Abu Dhabi a organisé cette semaine sa première retraite nationale sur l’IA agentique. Les VIP étaient là bien sûr. Son Altesse Cheikh Mohammed ben Rashed Al Maktoum était présent aux côtés de quatre cents ministres, dirigeants fédéraux et responsables. La foule a regardé le gouvernement des Émirats arabes unis lancer sa première cohorte d’agents d’IA. Quatre spécifiques. Ils gèrent les achats. Ils font des contrôles fiscaux. Ils surveillent le bonheur des clients. Ils corrigent des problèmes techniques.
C’est un pivot.
Le programme a dépassé le stade théorique. Plus de cadres. Fini les exercices d’entraînement. Maintenant? Déploiement opérationnel. L’objectif est pour le moins ambitieux. La moitié de tous les services gouvernementaux ont besoin d’une intégration d’IA agentique. La date limite ? Deux ans.
Pourquoi c’est important
Ce lancement est le moment où le caoutchouc rencontre la route de la transformation agentique des Émirats arabes unis. Cela devient tangible. Mesurable.
Chacun des quatre nouveaux agents cible une fonction à fort volume. Là où l’impact compte. Où vous pouvez suivre l’exécution autonome de l’IA directement par rapport aux performances du monde réel. En intégrant l’IA agentique dans les services publics, les Émirats arabes unis se positionnent. Il veut devenir le modèle mondial d’un gouvernement piloté par l’IA. Est-ce que quelqu’un d’autre essaie aussi vite ? Probablement pas.
Les quatre agents
Le discours d’ouverture est venu de S.E. Dr Sultan Ahmad Al Jaber, qui est ministre de l’Industrie et des Technologies avancées et PDG d’ADNOC. Il a exposé les spécifications des quatre nouveaux arrivants :
- Procurement AI Agent : il rationalise le sourcing. Il optimise les flux de travail. L’objectif est la rapidité et l’efficacité des équipes achats.
- Agent IA pour le contrôle fiscal : conçu pour la vérification des données et les contrôles fiscaux. Il vise à améliorer la conformité. Des délais d’audit plus rapides. Des résultats de meilleure qualité.
- Customer Happiness AI Agent : Il donne aux agents de service un accès instantané aux informations. Des réponses plus rapides. Une meilleure expérience citoyenne. Cause et effet simples.
- Agent AI de support technique : gère les services informatiques. Aide les équipes techniques à résoudre les problèmes du système. Assure la continuité des activités des services gouvernementaux numériques.
ADNOC a fourni la preuve de concept. Le Dr Al Jaber a partagé des chiffres difficiles à ignorer. Le géant de l’énergie déploie actuellement plus de 110 agents IA. Dans l’ensemble des RH. Finance. Approvisionnement. Audit.
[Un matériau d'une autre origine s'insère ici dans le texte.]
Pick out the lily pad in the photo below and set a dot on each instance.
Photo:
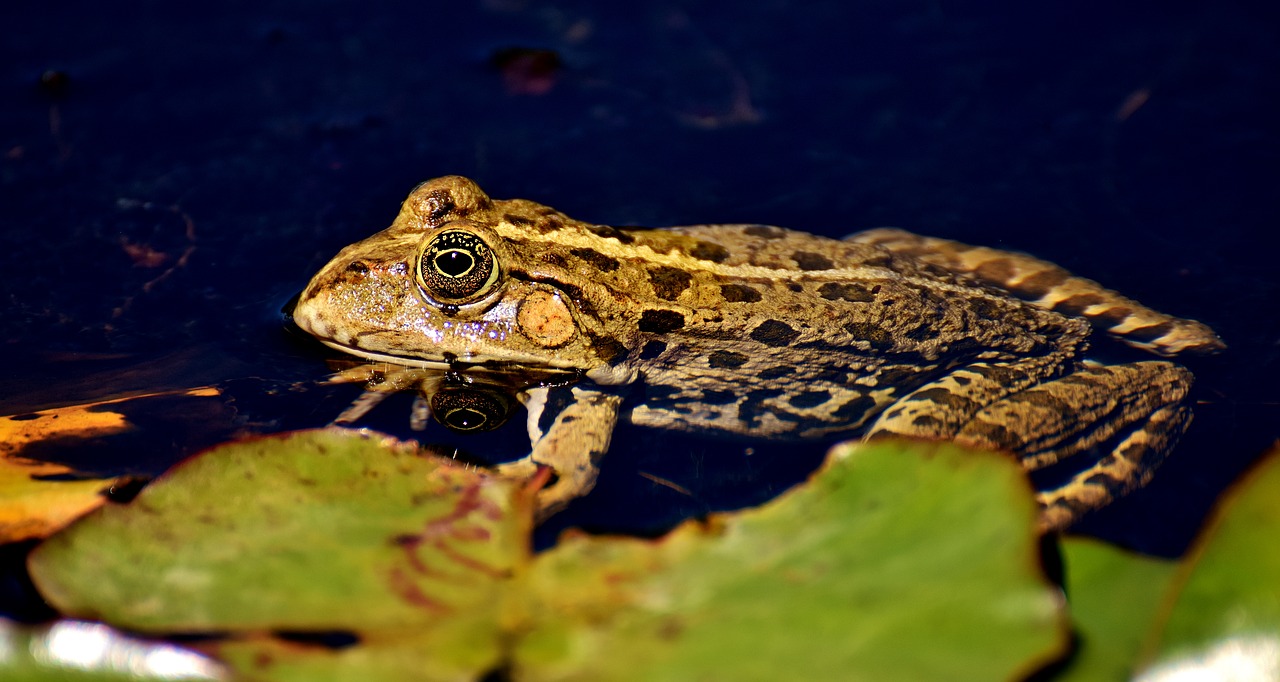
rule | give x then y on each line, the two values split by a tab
899	561
1114	595
1225	618
336	555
Ils ont formé vingt mille employés pour créer des modèles d’IA spécifiques à leur travail. Trois mille sont utilisés quotidiennement. Utilisation de l’IA agentique ? Quatre-vingt pour cent à l’échelle de l’organisation.
Omar Sultan Al Olama, ministre d’État chargé de l’IA, l’a présenté comme une question de compétitivité. Un problème mondial.
« Les premiers utilisateurs sont en tête », a-t-il suggéré, positionnant l’IA agentique comme un outil permettant de figurer en tête des classements de gouvernance mondiale.
Vue d’ensemble
Plus de quatre cents dirigeants se sont réunis pour présenter les plans exécutifs. Ils se sont concentrés sur des cas d’utilisation. Intégration dans toutes les facettes du travail fédéral. Il ne s’agissait pas seulement de code.
La sixième cohorte du Programme fédéral d’intelligence artificielle a obtenu son diplôme lors de la retraite. Un rappel que les capacités humaines comptent aux côtés des machines.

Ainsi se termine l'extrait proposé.